AI/TLDR

Piper

Fast, local neural text-to-speech that runs offline on your own machine

Overview

Piper is an open-source neural text-to-speech engine that turns written text into natural-sounding speech. It is built to be fast and to run fully on your own machine, so you do not need to send text to a cloud service.

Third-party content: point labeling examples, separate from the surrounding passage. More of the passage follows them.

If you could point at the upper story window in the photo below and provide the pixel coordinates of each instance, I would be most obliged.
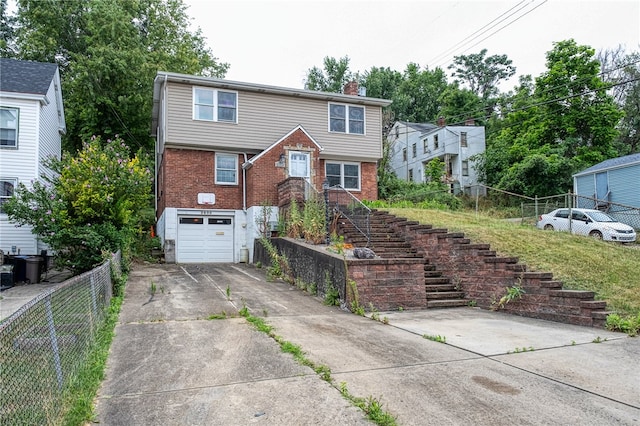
(215, 105)
(9, 127)
(463, 138)
(226, 169)
(7, 188)
(299, 164)
(347, 175)
(346, 119)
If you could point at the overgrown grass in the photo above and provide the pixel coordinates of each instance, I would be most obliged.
(610, 270)
(79, 399)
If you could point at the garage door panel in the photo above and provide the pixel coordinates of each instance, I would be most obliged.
(205, 239)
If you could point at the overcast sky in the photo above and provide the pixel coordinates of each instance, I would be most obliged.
(276, 42)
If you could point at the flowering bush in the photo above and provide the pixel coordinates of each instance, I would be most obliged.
(90, 206)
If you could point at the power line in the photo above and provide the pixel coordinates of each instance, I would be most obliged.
(473, 35)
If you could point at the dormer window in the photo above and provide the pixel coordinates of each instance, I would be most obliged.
(346, 119)
(9, 127)
(215, 105)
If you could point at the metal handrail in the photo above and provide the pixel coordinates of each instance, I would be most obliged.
(352, 209)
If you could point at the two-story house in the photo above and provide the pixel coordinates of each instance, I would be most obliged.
(224, 147)
(413, 145)
(31, 124)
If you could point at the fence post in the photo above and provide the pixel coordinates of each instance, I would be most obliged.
(54, 341)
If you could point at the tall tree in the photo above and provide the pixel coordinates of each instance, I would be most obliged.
(109, 52)
(622, 72)
(417, 97)
(7, 31)
(580, 115)
(551, 129)
(481, 73)
(331, 78)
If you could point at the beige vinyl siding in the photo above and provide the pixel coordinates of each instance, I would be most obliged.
(263, 119)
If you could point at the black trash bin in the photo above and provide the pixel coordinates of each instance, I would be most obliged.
(32, 274)
(19, 267)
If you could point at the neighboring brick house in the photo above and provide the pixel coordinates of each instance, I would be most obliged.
(413, 145)
(223, 147)
(31, 124)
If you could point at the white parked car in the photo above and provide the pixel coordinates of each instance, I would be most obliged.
(593, 223)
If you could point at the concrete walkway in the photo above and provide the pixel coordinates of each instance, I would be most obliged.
(172, 365)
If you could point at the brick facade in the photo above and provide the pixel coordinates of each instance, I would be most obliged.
(184, 173)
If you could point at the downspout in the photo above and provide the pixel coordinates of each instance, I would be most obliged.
(244, 184)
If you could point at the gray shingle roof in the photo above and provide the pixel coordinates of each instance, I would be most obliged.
(422, 127)
(26, 76)
(611, 163)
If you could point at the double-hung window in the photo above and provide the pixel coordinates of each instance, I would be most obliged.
(9, 127)
(215, 105)
(7, 188)
(347, 175)
(226, 169)
(346, 119)
(299, 164)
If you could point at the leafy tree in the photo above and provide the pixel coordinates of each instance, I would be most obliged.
(622, 72)
(481, 73)
(109, 53)
(551, 129)
(578, 113)
(90, 206)
(417, 97)
(7, 31)
(331, 78)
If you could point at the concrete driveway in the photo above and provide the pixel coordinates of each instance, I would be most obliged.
(170, 364)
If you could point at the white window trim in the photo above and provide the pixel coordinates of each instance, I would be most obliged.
(342, 164)
(308, 166)
(226, 154)
(15, 186)
(346, 125)
(15, 146)
(215, 105)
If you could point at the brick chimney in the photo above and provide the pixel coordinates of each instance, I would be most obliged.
(351, 88)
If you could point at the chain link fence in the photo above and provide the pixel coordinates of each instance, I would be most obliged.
(46, 342)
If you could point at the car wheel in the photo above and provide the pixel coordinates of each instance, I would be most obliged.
(596, 234)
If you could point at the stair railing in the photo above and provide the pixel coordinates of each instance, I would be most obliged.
(348, 206)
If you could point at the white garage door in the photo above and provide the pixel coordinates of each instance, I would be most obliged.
(204, 239)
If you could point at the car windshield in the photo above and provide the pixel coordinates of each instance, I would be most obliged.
(601, 217)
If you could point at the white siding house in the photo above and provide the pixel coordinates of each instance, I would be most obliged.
(413, 145)
(31, 125)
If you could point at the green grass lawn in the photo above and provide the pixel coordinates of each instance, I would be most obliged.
(611, 270)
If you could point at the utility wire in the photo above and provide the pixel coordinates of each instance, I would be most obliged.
(470, 36)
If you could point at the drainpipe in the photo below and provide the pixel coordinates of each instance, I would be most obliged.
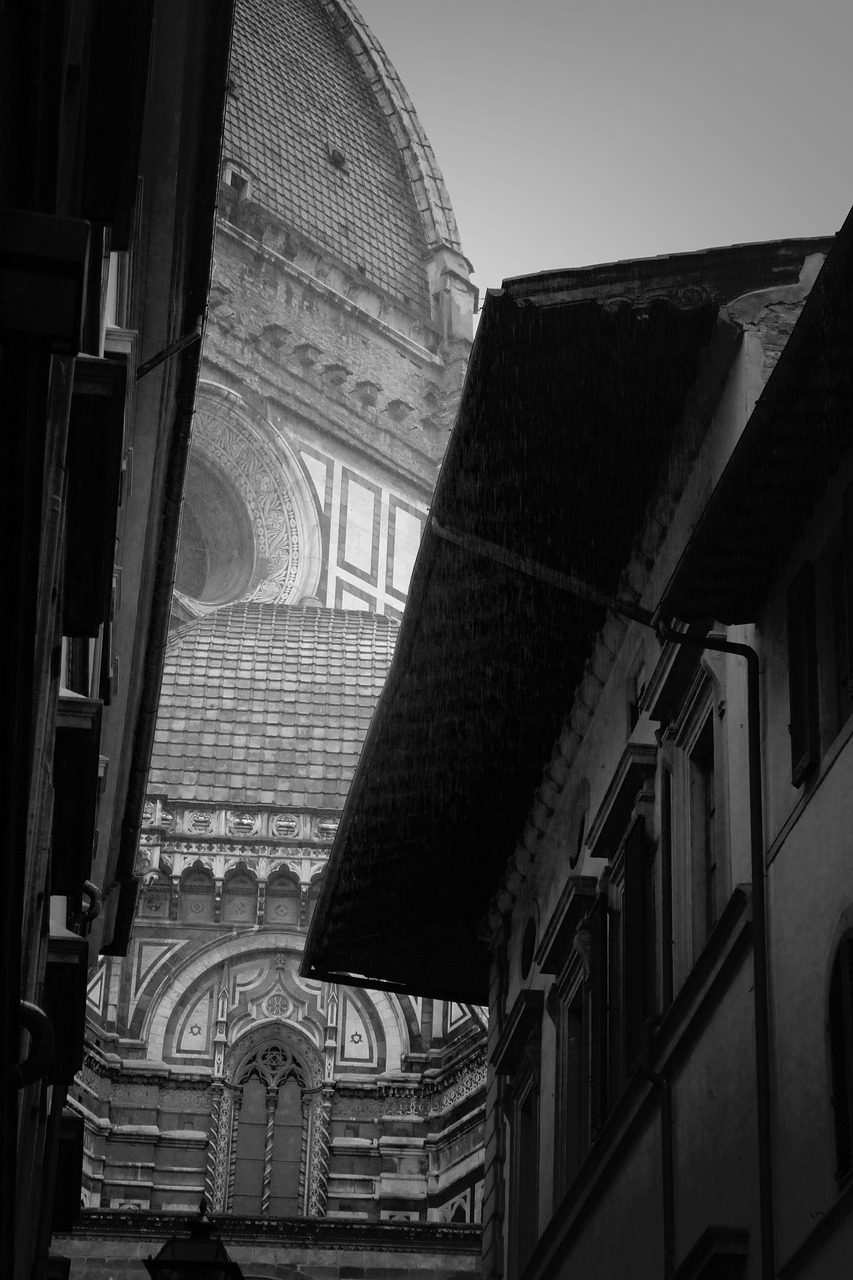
(667, 1162)
(719, 644)
(761, 992)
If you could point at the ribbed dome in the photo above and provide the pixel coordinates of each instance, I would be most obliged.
(269, 704)
(320, 152)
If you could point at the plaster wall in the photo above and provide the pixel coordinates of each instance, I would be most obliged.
(714, 1111)
(810, 904)
(621, 1223)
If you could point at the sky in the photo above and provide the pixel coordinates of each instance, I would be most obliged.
(584, 131)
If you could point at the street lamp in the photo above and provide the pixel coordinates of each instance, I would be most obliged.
(201, 1257)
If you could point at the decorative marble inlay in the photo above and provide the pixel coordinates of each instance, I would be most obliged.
(286, 826)
(233, 442)
(278, 1005)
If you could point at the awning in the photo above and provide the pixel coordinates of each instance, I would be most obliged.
(566, 421)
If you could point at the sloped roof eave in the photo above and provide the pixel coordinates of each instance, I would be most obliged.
(487, 661)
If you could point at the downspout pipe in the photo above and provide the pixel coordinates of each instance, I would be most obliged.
(761, 986)
(761, 990)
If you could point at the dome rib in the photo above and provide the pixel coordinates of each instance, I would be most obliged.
(322, 126)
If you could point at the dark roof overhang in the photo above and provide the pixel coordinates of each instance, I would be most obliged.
(798, 433)
(568, 416)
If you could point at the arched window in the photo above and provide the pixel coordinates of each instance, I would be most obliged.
(240, 897)
(314, 892)
(154, 900)
(282, 905)
(840, 1037)
(197, 895)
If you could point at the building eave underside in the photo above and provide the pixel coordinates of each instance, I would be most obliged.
(541, 461)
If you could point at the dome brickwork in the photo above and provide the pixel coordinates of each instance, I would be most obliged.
(337, 334)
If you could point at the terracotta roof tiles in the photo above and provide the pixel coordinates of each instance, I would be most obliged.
(296, 737)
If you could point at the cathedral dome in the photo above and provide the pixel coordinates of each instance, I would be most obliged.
(320, 133)
(269, 704)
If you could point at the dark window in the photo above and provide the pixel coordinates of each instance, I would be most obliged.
(573, 1089)
(840, 1037)
(598, 1015)
(802, 667)
(639, 947)
(528, 946)
(703, 831)
(524, 1200)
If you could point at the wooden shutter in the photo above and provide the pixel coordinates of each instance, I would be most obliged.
(802, 673)
(598, 981)
(840, 1060)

Piper uses the espeak-ng project to convert words into phonemes, then a neural voice model to produce the audio. It ships ready-made voices in many languages, works well even on small hardware like a Raspberry Pi, and is used by projects such as Home Assistant and screen readers for the visually impaired.

What it does

  • Local, offline speech synthesis with no cloud dependency, so your text stays on your own device
  • Fast neural voices that run on modest hardware, including small boards like the Raspberry Pi
  • Pre-trained voices in many languages that you can list and download on demand
  • Command-line interface, HTTP web server, Python API, and a C/C++ library for different integration needs
  • Optional GPU acceleration through onnxruntime-gpu for higher throughput
  • Tunable output, including volume, speaking speed, audio variation, and raw espeak-ng phoneme injection

Getting started

Install Piper from PyPI, download a voice, then generate a WAV file from text. The Python package name is piper-tts.

Install Piper

Install the Piper package from PyPI with pip.

shsh
pip install piper-tts

Download a voice

List the available voices, then download one. This example downloads an English (US) voice into the current directory.

shsh
python3 -m piper.download_voices en_US-lessac-medium

Generate speech from the command line

Run Piper with a voice model and write the spoken text to a WAV file. Here it creates test.wav from a short sentence.

shsh
python3 -m piper -m en_US-lessac-medium -f test.wav -- 'This is a test.'

Use the Python API

You can also call Piper from Python with PiperVoice.synthesize_wav to write audio to a WAV file.

pythonpython
import wave
from piper import PiperVoice

voice = PiperVoice.load("/path/to/en_US-lessac-medium.onnx")
with wave.open("test.wav", "wb") as wav_file:
    voice.synthesize_wav("Welcome to the world of speech synthesis!", wav_file)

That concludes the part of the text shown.